The He-Man Woman-Hater’s
Club met in Nashville
this week to dole out the Country Music Association Awards. Accordingly,
all of the awards, save for “Female Vocalist of the Year,” went to
OK, I’m exaggerating a little.
But not that much. Four awards went
to three women,
one of whom was part of a male-female duo. Carrie Underwood was named Female Vocalist of the
Year, and her single, “Before He Cheats,” won Single of the Year.
The New Horizon award
went to 17-year-old Taylor Swift, who tearfully exclaimed, "This
is definitely the highlight of my senior year [in high school]."
And a Kristen Hall-less Sugarland took home Vocal
Duo of the Year.
Of course, if Kristen Hall
had not left the band in 2006, Sugarland would not have been eligible
for Vocal Duo of the Year. And there’s no Vocal Trio of the Year award.
But, still, if only a few women could win, it would have been a treat
for me if one of them had been a lesbian.
I listen to a fair amount of
country music. (Between the showtunes and the country music, my girlfriend
exercised a great deal of forbearance when we began dating.) I listen
to plenty of male country artists — even ones whose politics
I find abhorrent.
But my favorites are the women — Dolly, Reba, the Dixie Chicks. (And I could gaze at Terri Clark
— in addition to listening to her — for hours.)

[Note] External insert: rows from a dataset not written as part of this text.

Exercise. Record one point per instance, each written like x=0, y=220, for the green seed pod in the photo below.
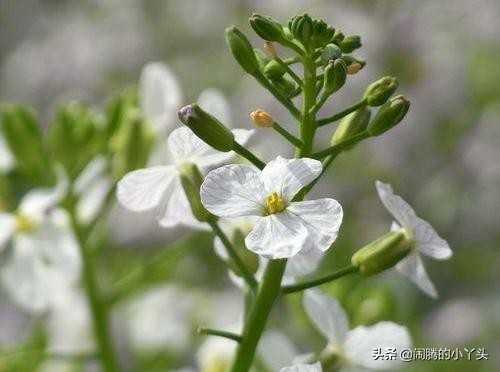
x=334, y=76
x=350, y=43
x=383, y=253
x=351, y=125
x=242, y=50
x=379, y=92
x=274, y=70
x=207, y=127
x=389, y=115
x=267, y=28
x=191, y=180
x=329, y=53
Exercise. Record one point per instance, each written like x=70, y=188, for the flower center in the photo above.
x=24, y=224
x=274, y=204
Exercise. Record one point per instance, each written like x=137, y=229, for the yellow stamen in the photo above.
x=274, y=204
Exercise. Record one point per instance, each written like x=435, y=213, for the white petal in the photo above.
x=287, y=176
x=429, y=242
x=413, y=267
x=233, y=191
x=280, y=235
x=303, y=368
x=36, y=202
x=322, y=218
x=144, y=189
x=276, y=350
x=400, y=210
x=214, y=102
x=159, y=95
x=7, y=228
x=362, y=340
x=327, y=315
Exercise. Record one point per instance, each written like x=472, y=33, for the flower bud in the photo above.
x=389, y=115
x=350, y=43
x=191, y=180
x=207, y=127
x=334, y=76
x=261, y=118
x=267, y=28
x=383, y=253
x=241, y=49
x=329, y=53
x=351, y=125
x=274, y=70
x=379, y=92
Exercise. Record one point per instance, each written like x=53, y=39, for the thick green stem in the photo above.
x=259, y=312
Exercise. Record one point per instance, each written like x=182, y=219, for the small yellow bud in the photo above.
x=261, y=118
x=354, y=68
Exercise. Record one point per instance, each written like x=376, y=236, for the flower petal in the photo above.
x=429, y=242
x=413, y=267
x=288, y=176
x=362, y=340
x=233, y=191
x=400, y=210
x=159, y=95
x=327, y=316
x=144, y=189
x=322, y=218
x=280, y=235
x=215, y=103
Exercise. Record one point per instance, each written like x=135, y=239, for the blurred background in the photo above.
x=443, y=159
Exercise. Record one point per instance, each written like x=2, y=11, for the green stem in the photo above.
x=219, y=333
x=341, y=114
x=257, y=318
x=321, y=280
x=247, y=275
x=98, y=308
x=287, y=135
x=247, y=154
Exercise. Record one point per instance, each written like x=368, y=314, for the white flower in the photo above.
x=159, y=188
x=425, y=239
x=284, y=228
x=42, y=253
x=354, y=348
x=303, y=368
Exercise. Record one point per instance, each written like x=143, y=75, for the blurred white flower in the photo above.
x=425, y=239
x=353, y=348
x=284, y=228
x=303, y=368
x=42, y=253
x=159, y=188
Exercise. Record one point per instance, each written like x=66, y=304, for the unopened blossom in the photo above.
x=352, y=350
x=43, y=254
x=284, y=227
x=425, y=239
x=159, y=187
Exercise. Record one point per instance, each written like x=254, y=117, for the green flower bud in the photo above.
x=242, y=50
x=351, y=125
x=329, y=53
x=274, y=70
x=389, y=115
x=191, y=180
x=207, y=127
x=350, y=43
x=267, y=28
x=383, y=253
x=379, y=92
x=334, y=76
x=24, y=139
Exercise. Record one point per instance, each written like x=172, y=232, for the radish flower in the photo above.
x=284, y=228
x=425, y=239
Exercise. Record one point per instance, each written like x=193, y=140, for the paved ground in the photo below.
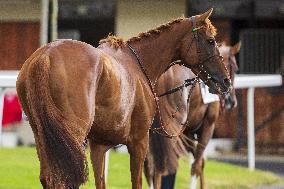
x=274, y=164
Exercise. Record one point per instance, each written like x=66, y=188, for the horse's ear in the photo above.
x=236, y=48
x=223, y=43
x=205, y=15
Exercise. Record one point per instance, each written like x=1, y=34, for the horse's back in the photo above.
x=74, y=68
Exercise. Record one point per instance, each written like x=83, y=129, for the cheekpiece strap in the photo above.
x=194, y=26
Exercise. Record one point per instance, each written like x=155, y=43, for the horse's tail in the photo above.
x=57, y=144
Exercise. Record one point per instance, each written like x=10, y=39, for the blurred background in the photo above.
x=259, y=24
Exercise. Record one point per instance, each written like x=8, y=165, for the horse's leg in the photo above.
x=206, y=134
x=138, y=150
x=157, y=180
x=202, y=183
x=98, y=161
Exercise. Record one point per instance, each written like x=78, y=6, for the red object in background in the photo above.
x=12, y=111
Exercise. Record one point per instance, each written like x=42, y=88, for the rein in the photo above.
x=161, y=130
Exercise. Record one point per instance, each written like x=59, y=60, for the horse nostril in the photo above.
x=227, y=82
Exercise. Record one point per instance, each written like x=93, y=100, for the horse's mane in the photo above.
x=157, y=30
x=118, y=42
x=113, y=40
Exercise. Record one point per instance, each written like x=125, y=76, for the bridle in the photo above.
x=200, y=65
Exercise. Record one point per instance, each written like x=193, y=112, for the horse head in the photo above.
x=229, y=53
x=205, y=59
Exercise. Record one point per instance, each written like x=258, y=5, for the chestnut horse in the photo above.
x=164, y=153
x=71, y=92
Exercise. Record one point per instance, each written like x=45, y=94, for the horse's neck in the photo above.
x=159, y=50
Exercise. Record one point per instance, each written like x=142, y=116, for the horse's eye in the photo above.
x=211, y=41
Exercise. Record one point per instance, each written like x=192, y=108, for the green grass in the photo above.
x=19, y=169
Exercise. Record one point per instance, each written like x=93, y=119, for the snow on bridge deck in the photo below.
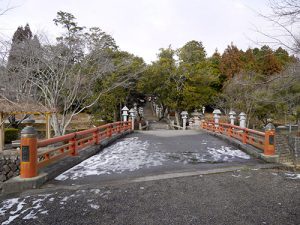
x=156, y=152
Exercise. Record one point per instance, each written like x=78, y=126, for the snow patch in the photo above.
x=93, y=206
x=128, y=155
x=14, y=208
x=226, y=153
x=223, y=154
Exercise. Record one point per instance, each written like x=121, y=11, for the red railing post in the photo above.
x=28, y=165
x=229, y=132
x=119, y=127
x=245, y=136
x=269, y=147
x=109, y=130
x=73, y=147
x=96, y=137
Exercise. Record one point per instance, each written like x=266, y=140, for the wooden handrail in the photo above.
x=258, y=139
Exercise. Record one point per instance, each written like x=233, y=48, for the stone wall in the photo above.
x=294, y=143
x=9, y=165
x=286, y=148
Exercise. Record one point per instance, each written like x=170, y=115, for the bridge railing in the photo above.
x=37, y=154
x=261, y=140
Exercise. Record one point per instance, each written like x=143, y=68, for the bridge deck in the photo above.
x=156, y=152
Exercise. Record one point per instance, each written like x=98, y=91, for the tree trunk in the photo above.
x=56, y=125
x=177, y=118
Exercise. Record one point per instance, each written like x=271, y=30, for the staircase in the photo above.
x=154, y=123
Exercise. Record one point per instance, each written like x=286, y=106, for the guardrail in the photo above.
x=261, y=140
x=173, y=126
x=145, y=127
x=37, y=154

However, it seems I’m not the
only person dismayed by the lack of women nominated. In a recent poll, 74 percent of respondents thought a woman should have been nominated
for the top Entertainer of the Year award. Amazingly, the Dixie
Chicks were the last female band or performer to be nominated for Entertainer
of the Year. And that was back in 2001.
The main explanation given
for the lack of women nominees is that a lot of weight is given to ticket
sales, and male performers tour more than women do. (It seems that Entertainer
of the Year, Kenny Chesney, tours almost constantly.) But that’s
not entirely convincing because Faith Hill
had an incredibly successful tour with husband Tim McGraw, yet
received no nomination.
There’s another theory out there.
"The country music audience used
to be split 51 to 49 female to male, and now it’s skewing about 57 percent
female. There’s a theory that women really like to see male artists."
Although I’m loath to admit it that
women are the problem, this may have some credence. I’ve been noticing
lately how different the most popular male country artists (e.g., Keith
Urban, Rascal Flatts, Vince Gill, Kenny Chesney) are from the male country
artists of my youth (Willie, Waylon and the rest of the Outlaws). The
new breed seem like grown up boy-band members: all high voices and pretty
faces. I’ve been listening to Reba’s Duets album lately and have
noticed that there’s nary a deep voice among the men with whom she sings.
(She does, however, sing a duet with Carole King! And that makes
me very happy.) The bottom line is that I’d be a little surprised if
it were the men who were making some of these artists stars.
Any other country music fans out there?